Eva was sitting there on a rock, huddling a shawl around her.

"Oh, Adam Macgregor!" she began, in a low voice, "and do you condescend to bring your wraith back to me at last?"

"It's nothing but my wraith," said Adam, lifting his eggs and butter and milk, and stepping from the boat. "The mon in me died aboot noon."

Eva walked along by his side to the cool-box, where he deposited his load.

"What is the matter with you, laddie, that you look and talk so strangely?"

"Oh, naught," said Adam, turning and facing her. "I but saw you kissing Louis Satanette on the hill to-day."

III. THE FLAMING SWORD

The changes which passed over her face were half concealed by the twilight. She was grieved, indignant, and frightened, but over all other expressions lurked the mischievous mirth of a bad child.

"I meant to tell you about it," she said.

"Hearken," said Adam, with a fierce stare. "I've stayed out on the lake all day, and I'm quiet. At first I wasn't. But when he came by I gave him nothing but a good word."

"I wish you'd scolded him instead of me," said Eva, propping her back against the table and puckering her lips.

"He did naught," said Adam, "but what any man would do that got lave. It's you that gave him lave that are to blame."

"Don't be so serious about a little thing," put forth Eva. "We just walked over to the counterfeiters' hole, and coming back we picked strawberries, and he teased me like a girl, and caught hold of me and kissed me. We've been such good friends in camp. I think it's this easy, wild life made me do it."

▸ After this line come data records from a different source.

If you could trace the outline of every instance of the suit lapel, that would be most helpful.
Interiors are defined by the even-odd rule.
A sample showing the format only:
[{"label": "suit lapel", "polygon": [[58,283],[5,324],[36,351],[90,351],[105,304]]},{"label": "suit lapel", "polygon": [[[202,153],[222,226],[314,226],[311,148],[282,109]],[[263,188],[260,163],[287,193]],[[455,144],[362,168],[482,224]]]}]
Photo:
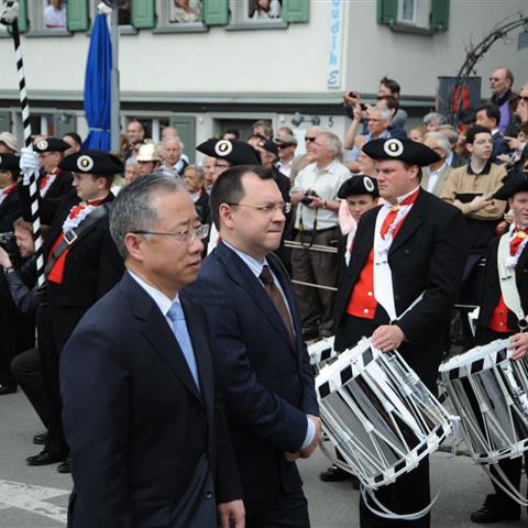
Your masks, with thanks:
[{"label": "suit lapel", "polygon": [[141,333],[148,341],[167,366],[197,399],[200,393],[165,317],[150,295],[128,274],[120,283],[121,290],[131,299],[134,317],[143,324]]},{"label": "suit lapel", "polygon": [[420,227],[424,221],[425,215],[425,202],[427,200],[427,191],[421,189],[418,198],[413,205],[407,218],[404,219],[404,223],[399,229],[398,233],[394,238],[388,254],[394,253],[404,242],[407,241],[409,237]]},{"label": "suit lapel", "polygon": [[[220,243],[217,246],[216,253],[226,271],[226,274],[234,280],[241,288],[245,289],[255,305],[260,308],[262,314],[266,317],[275,330],[288,343],[290,350],[294,350],[288,331],[284,326],[275,305],[262,286],[261,282],[255,277],[245,263],[226,244]],[[273,270],[275,272],[275,268]],[[288,299],[289,304],[289,299]],[[292,304],[289,304],[292,306]]]},{"label": "suit lapel", "polygon": [[[198,377],[200,381],[200,394],[209,408],[213,405],[213,387],[212,363],[209,354],[209,343],[207,341],[205,330],[204,317],[197,314],[196,308],[188,299],[179,297],[182,308],[184,309],[185,321],[189,332],[190,342],[193,343],[193,351],[195,352],[195,360],[198,366]],[[204,324],[200,324],[200,321]],[[188,369],[187,369],[188,370]],[[193,380],[193,385],[195,382]]]}]

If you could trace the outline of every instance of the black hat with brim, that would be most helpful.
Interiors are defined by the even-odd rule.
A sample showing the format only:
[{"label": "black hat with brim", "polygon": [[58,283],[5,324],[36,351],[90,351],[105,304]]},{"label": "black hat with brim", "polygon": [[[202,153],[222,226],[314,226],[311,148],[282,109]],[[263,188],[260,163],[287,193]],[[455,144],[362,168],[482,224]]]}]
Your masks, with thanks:
[{"label": "black hat with brim", "polygon": [[427,167],[440,161],[440,156],[432,148],[404,138],[372,140],[365,143],[362,150],[373,160],[398,160],[420,167]]},{"label": "black hat with brim", "polygon": [[15,154],[0,154],[0,170],[20,170],[20,157]]},{"label": "black hat with brim", "polygon": [[338,190],[338,198],[358,195],[370,195],[373,198],[377,198],[380,196],[377,182],[369,176],[352,176],[346,182],[343,182]]},{"label": "black hat with brim", "polygon": [[76,152],[66,156],[58,168],[72,173],[89,173],[101,176],[120,174],[124,172],[124,165],[119,157],[105,151]]},{"label": "black hat with brim", "polygon": [[503,179],[503,186],[493,195],[497,200],[507,200],[517,193],[528,191],[528,174],[519,166],[516,170],[510,170],[509,175]]},{"label": "black hat with brim", "polygon": [[200,143],[197,151],[233,165],[261,165],[261,156],[249,143],[239,140],[207,140]]},{"label": "black hat with brim", "polygon": [[72,145],[58,138],[45,138],[44,140],[36,141],[33,145],[35,152],[38,154],[42,152],[64,152],[70,146]]}]

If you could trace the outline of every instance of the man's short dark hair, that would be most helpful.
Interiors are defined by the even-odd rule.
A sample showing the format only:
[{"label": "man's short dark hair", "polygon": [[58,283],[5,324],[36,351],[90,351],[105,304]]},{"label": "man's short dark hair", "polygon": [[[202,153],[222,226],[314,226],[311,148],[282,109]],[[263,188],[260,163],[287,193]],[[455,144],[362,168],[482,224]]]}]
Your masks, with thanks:
[{"label": "man's short dark hair", "polygon": [[385,103],[389,110],[395,110],[397,112],[399,109],[398,99],[394,96],[377,96],[377,101],[382,105]]},{"label": "man's short dark hair", "polygon": [[465,142],[469,143],[470,145],[472,145],[473,142],[475,141],[476,134],[490,134],[490,135],[492,135],[492,131],[487,127],[481,127],[480,124],[475,124],[465,134]]},{"label": "man's short dark hair", "polygon": [[228,130],[223,133],[223,135],[226,135],[226,134],[234,135],[234,138],[235,138],[237,140],[240,140],[240,132],[239,132],[237,129],[228,129]]},{"label": "man's short dark hair", "polygon": [[215,182],[211,189],[211,217],[215,226],[220,230],[220,206],[222,204],[238,204],[244,197],[242,176],[256,174],[261,179],[273,179],[273,174],[257,165],[238,165],[224,170]]},{"label": "man's short dark hair", "polygon": [[381,85],[383,86],[386,86],[389,90],[391,90],[391,94],[394,95],[394,94],[397,94],[399,96],[399,90],[402,89],[399,84],[394,80],[394,79],[389,79],[388,77],[384,77],[381,81],[380,81]]},{"label": "man's short dark hair", "polygon": [[77,143],[79,146],[82,145],[82,140],[80,139],[80,135],[77,133],[77,132],[66,132],[65,134],[63,134],[63,138],[72,138],[75,143]]},{"label": "man's short dark hair", "polygon": [[486,112],[487,119],[494,119],[496,124],[501,122],[501,110],[496,105],[493,105],[492,102],[486,102],[485,105],[481,105],[475,113],[479,113],[480,111],[484,110]]}]

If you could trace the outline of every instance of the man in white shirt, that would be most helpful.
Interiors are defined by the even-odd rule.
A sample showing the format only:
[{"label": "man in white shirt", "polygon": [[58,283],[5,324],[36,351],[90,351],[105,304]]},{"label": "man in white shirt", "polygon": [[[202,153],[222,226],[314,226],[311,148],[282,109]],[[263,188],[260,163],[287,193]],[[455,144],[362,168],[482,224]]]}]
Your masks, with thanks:
[{"label": "man in white shirt", "polygon": [[448,162],[452,152],[451,145],[441,132],[428,132],[424,144],[433,150],[440,156],[440,160],[424,168],[421,187],[440,197],[452,170]]},{"label": "man in white shirt", "polygon": [[338,161],[342,147],[336,134],[321,132],[312,146],[315,163],[300,170],[292,189],[292,204],[298,205],[295,241],[306,245],[292,252],[292,271],[294,279],[315,285],[296,286],[305,339],[332,336],[336,294],[331,288],[336,287],[337,256],[308,248],[337,245],[340,238],[338,190],[351,176]]}]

"She'll blame the very sky over her instead of taking blame to herself," ground out Adam from between his jaws. "I sat in me boat below and saw you arch your head and look at him ways that I remember. My God! why did you make this woman so false, and yet so sweet that a mon canna help loving her in spite o' his teeth?"

"Because I'd die if folks didn't love me," burst out Eva, with a sob. "And if men can't help loving me, what do you blame me for?"